We describe here the strategies and experiments of our structural genomics project on human proteins. In addition to the expression of full length proteins, the Protein Structure Factory has also studied protein domains by NMR spectroscopy, which has been described elsewhere [45
]. Our selection of full length target proteins was mainly determined by the availability of full length cDNA clones. In addition, biophysical and bioinformatical criteria were applied, leading to a biased selection of target proteins from the human proteome. Therefore, we expect that the percentage of proteins that we could express and purify in soluble form, 18%, is higher than it would be in a randomly selected set. The low proportion of successfully expressed proteins indicates that E. coli
is not the appropriate expression host for many full length human proteins. High throughput protein expression in alternative system such as yeast [9
] or insect cells/baculovirus [48
] has been established and will lead to better success rates in future projects.

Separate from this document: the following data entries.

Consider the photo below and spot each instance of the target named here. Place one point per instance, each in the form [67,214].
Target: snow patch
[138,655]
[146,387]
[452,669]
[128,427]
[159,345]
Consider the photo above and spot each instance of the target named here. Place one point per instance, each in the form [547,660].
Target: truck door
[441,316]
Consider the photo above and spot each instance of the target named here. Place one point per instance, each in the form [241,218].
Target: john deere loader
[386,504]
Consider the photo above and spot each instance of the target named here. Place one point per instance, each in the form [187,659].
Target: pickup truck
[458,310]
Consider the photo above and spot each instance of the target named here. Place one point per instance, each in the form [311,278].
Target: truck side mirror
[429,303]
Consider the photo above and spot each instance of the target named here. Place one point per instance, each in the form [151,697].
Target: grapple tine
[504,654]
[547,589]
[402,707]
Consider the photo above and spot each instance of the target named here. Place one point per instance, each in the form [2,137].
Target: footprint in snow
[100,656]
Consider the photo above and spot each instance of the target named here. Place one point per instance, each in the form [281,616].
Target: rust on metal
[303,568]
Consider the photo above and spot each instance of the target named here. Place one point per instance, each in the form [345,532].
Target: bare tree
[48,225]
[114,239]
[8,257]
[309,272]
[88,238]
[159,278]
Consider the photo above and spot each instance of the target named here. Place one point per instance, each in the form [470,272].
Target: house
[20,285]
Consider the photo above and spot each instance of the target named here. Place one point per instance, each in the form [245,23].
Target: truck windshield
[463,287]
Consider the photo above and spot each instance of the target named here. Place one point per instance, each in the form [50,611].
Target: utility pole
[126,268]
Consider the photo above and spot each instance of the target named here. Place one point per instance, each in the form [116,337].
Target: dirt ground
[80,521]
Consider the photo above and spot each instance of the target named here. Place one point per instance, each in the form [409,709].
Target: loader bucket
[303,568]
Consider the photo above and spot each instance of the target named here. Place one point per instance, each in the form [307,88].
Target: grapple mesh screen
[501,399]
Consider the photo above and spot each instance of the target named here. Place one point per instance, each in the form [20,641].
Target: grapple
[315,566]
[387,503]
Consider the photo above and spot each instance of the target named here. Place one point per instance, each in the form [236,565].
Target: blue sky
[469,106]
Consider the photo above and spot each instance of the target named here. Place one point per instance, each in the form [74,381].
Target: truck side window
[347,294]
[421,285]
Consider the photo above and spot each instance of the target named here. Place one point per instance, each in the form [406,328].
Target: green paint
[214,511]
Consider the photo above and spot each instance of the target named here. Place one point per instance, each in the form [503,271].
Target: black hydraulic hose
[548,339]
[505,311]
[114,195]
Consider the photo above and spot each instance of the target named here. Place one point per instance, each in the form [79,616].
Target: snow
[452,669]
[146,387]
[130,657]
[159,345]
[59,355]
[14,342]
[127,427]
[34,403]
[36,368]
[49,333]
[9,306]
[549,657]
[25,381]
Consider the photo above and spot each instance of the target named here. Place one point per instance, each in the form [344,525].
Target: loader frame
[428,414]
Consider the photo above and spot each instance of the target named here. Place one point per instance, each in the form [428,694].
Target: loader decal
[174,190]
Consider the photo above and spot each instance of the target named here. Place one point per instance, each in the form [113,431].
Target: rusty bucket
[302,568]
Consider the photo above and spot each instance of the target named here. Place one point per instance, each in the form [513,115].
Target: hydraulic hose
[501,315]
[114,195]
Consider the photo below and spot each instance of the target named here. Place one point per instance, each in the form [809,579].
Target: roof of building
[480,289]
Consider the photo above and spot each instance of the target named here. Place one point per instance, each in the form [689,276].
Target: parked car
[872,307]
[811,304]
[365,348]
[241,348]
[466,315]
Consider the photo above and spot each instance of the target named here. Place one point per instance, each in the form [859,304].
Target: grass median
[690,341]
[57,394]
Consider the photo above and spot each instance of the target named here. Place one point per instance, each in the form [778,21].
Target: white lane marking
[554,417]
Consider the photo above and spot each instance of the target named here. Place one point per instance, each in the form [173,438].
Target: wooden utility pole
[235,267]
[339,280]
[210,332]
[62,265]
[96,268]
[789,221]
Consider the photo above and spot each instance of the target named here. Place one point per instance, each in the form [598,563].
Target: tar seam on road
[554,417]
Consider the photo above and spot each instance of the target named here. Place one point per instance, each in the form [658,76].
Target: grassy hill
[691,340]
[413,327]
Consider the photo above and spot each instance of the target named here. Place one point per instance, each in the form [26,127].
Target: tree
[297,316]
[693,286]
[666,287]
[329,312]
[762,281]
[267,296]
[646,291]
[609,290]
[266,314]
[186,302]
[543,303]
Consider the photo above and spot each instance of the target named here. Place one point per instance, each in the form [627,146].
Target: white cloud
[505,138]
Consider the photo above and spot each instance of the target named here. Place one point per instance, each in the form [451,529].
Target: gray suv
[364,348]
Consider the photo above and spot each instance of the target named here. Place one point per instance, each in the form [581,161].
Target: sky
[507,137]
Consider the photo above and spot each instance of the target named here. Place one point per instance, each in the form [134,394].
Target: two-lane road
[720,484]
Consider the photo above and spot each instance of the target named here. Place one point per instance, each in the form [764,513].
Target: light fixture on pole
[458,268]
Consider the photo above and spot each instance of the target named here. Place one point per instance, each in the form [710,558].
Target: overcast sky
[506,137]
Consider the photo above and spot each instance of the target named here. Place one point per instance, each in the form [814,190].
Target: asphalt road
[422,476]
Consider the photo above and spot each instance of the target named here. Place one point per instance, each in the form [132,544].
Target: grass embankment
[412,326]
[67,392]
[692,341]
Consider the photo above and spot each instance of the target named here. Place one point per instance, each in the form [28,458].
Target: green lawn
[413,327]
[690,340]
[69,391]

Generally, clones that did express a soluble protein were verified by DNA sequencing, while clones that did not express or expressed an insoluble product were usually not sequence verified. It cannot be ruled out that some of the unsuccessful clones contain sequence errors introduced during cloning. Since template cDNA clones of the IMAGE consortium with only partial sequence information were used for most cloning experiments, expression clones that were not sequence verified might represent splice variants or isoforms of the original target. The distribution of mean net charge and length was similar among successfully expressed and all proteins, while very hydrophobic proteins were generally not expressed well in our E. coli expression system.
Future efforts in structural genomics of mammalian proteins will benefit from a much better supply of full length cDNA clones. Clones prepared for protein expression by resource centres and commercial suppliers are becoming available now. With such resources, alternative target selection strategies will become feasible that will not be restricted by the availability of cDNA clones. Instead, all potential target proteins, including splice variants, could be clustered by similarity and the most suitable members of each cluster could be selected by appropriate criteria as outlined in the Background section.
In our approach, we have excluded certain types of proteins such as membrane proteins and very large proteins. A structural genomics approach that includes membrane proteins would require standard protocols to optimise expression conditions and detergents [49
]. The best strategy to study large proteins is to divide them into domains and smaller regions. However, such smaller constructs usually have to be designed manually.
All clones listed in the supplementary file (Additional file 1
) and Table are available to the research community. Thereby we hope to facilitate further functional characterisation of this set of human proteins.